If we're not finding the context of our sales using the data at our fingertips, then we're not only missing an opportunity, we’re also failing to provide a compelling customer experience.
5. Sell change.
The hardest part of most sales today is that we are rarely just selling a “product.” More often than not, we are asking our customers to change their status quo — to move from on-premises solutions to the cloud; from a spreadsheet to a CRM system; from the old reliable machine to a brand new model; or from the supplier they’ve always used to you. This isn’t easy. Change in our personal lives is hard, but getting people to change within a business environment adds another layer of challenges. It is especially hard to change when customers think what they have been doing will continue to work for them into the future.
The burden is on the sales rep to sell this change and have the customer go on this journey with you. To position change and transformation, you need the ability to tell the story in a compelling way. This is where the investment in yourself and knowledge of the industry and market and your customer will help differentiate you. By adopting a customer-centric mindset and showing customers you are invested in their success, you give them the assurance they need to embrace change.
6. Adjust the expectations.
With all these changes in customer buying behavior, technology, and expectations, sales managers must be willing to rethink what key performance indicators (KPI) are measured and rewarded. According to Salesforce’s second annual “State of Sales” research report surveying more than 3,100 sales professionals across the globe, customer experience overtook process and is now ranked the top KPI used by sales organizations to measure success.
I don’t recommend getting rid of all the performance metrics we have today but we must begin to introduce new metrics that are more customer-centered, not rep-performance-oriented. If we don't start thinking about new KPIs to manage the sales team, we will get stuck in the old behaviors — the “muscle memory” and the DNA — that have always been around to measure salespeople.

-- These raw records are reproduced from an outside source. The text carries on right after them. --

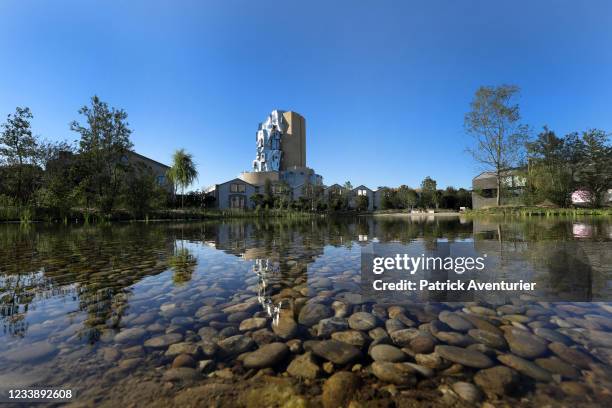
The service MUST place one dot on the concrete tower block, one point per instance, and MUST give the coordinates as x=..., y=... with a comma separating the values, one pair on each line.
x=293, y=141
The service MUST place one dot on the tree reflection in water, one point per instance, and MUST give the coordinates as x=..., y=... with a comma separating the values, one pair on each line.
x=266, y=269
x=182, y=263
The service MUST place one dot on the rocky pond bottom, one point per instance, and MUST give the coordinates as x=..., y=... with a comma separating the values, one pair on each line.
x=258, y=332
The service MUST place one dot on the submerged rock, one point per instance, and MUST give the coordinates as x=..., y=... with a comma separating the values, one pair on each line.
x=130, y=335
x=266, y=356
x=524, y=344
x=312, y=313
x=498, y=380
x=395, y=373
x=470, y=358
x=385, y=352
x=164, y=340
x=254, y=323
x=467, y=391
x=304, y=366
x=352, y=337
x=362, y=321
x=235, y=345
x=339, y=388
x=335, y=351
x=525, y=367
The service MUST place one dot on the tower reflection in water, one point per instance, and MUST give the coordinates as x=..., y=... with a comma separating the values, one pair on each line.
x=267, y=271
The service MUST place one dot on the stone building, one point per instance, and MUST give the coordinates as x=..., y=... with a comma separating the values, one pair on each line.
x=280, y=159
x=361, y=191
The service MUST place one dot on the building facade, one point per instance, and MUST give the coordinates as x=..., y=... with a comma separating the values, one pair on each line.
x=280, y=159
x=484, y=189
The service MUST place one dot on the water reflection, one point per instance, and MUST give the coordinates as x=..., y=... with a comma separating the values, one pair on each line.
x=72, y=293
x=94, y=268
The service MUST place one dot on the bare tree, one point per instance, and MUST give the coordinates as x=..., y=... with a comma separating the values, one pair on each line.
x=500, y=139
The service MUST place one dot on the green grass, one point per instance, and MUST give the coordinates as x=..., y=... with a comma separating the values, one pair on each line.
x=25, y=214
x=531, y=211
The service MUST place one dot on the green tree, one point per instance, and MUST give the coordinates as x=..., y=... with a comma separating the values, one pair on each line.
x=429, y=196
x=362, y=203
x=268, y=201
x=493, y=121
x=183, y=171
x=406, y=197
x=143, y=193
x=312, y=195
x=595, y=174
x=60, y=178
x=548, y=175
x=19, y=151
x=103, y=148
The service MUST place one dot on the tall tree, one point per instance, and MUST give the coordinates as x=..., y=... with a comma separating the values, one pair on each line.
x=548, y=175
x=406, y=197
x=493, y=121
x=595, y=174
x=105, y=142
x=19, y=148
x=183, y=171
x=429, y=196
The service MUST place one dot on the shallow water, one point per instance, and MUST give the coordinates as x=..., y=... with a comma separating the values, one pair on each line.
x=98, y=309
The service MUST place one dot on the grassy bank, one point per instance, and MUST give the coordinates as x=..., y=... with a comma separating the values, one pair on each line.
x=524, y=211
x=38, y=214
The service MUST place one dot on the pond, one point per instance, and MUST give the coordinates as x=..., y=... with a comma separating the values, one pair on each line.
x=265, y=312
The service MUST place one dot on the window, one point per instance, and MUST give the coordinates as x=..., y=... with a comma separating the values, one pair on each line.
x=237, y=188
x=237, y=201
x=489, y=193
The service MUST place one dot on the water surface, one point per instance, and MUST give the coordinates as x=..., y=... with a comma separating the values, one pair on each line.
x=79, y=305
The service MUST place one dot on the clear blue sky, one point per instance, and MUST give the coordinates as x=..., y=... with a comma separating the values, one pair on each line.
x=383, y=85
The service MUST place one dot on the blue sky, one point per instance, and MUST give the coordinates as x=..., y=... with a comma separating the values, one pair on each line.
x=383, y=85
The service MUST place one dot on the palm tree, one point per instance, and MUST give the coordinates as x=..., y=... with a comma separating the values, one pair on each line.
x=183, y=171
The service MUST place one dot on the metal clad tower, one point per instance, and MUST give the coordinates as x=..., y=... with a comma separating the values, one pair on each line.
x=293, y=141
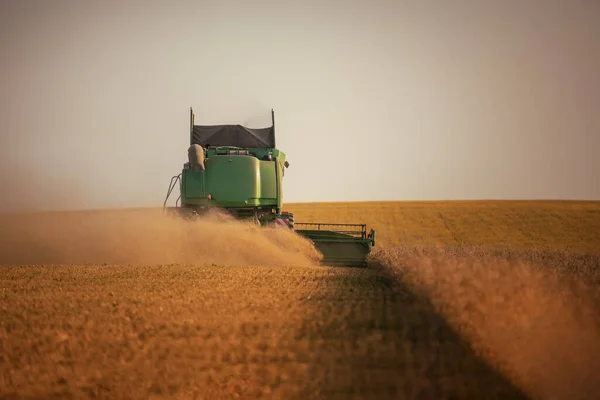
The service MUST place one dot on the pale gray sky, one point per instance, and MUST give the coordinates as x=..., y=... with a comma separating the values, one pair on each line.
x=374, y=100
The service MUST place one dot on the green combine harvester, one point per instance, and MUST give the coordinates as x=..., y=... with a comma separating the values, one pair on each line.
x=240, y=170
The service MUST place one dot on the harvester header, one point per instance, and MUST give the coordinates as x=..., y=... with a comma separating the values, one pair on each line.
x=239, y=170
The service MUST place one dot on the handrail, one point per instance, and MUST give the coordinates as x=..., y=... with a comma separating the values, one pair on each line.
x=172, y=184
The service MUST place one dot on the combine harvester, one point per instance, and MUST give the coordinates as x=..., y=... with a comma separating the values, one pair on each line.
x=240, y=170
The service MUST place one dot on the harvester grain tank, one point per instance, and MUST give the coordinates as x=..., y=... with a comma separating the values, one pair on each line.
x=240, y=170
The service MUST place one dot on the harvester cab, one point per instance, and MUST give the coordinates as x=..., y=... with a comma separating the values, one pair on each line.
x=239, y=170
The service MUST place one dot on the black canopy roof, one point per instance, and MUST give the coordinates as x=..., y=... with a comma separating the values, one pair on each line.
x=233, y=135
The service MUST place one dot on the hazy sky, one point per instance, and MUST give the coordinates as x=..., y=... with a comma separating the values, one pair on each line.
x=374, y=100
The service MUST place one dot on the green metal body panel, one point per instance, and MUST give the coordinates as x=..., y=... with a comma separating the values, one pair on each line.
x=235, y=181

How do you really know who’s performing well and not performing well? Sales performance has historically been measured strictly by quota attainment. However, with these new customer demands, there are other metrics that can offer insight into sales team performance. To become customer-driven, the sales organization must begin to measure customer-based metrics such as satisfaction, net-promoter score (NPS), customer experience, and ease of interaction, to name a few. When these key performance indicators are combined with standard sales metrics, companies can gain a much greater understanding of the health of the business. (Example)
Poor customer metrics can be early indicators of dissatisfaction which can lead to unnecessary churn for recurring revenue businesses. It is the responsibility of sales leadership to expand sales metrics and KPIs to make them more customer-focused. If you are successful at doing this, you will have effectively married the science and art of customer relationships, and will be able to reward customer success, not just sales success.
By embracing not only consumer change, but your approach to the sales process, you will soon find more customer engagement, advocacy, and loyalty in this ever-changing environment.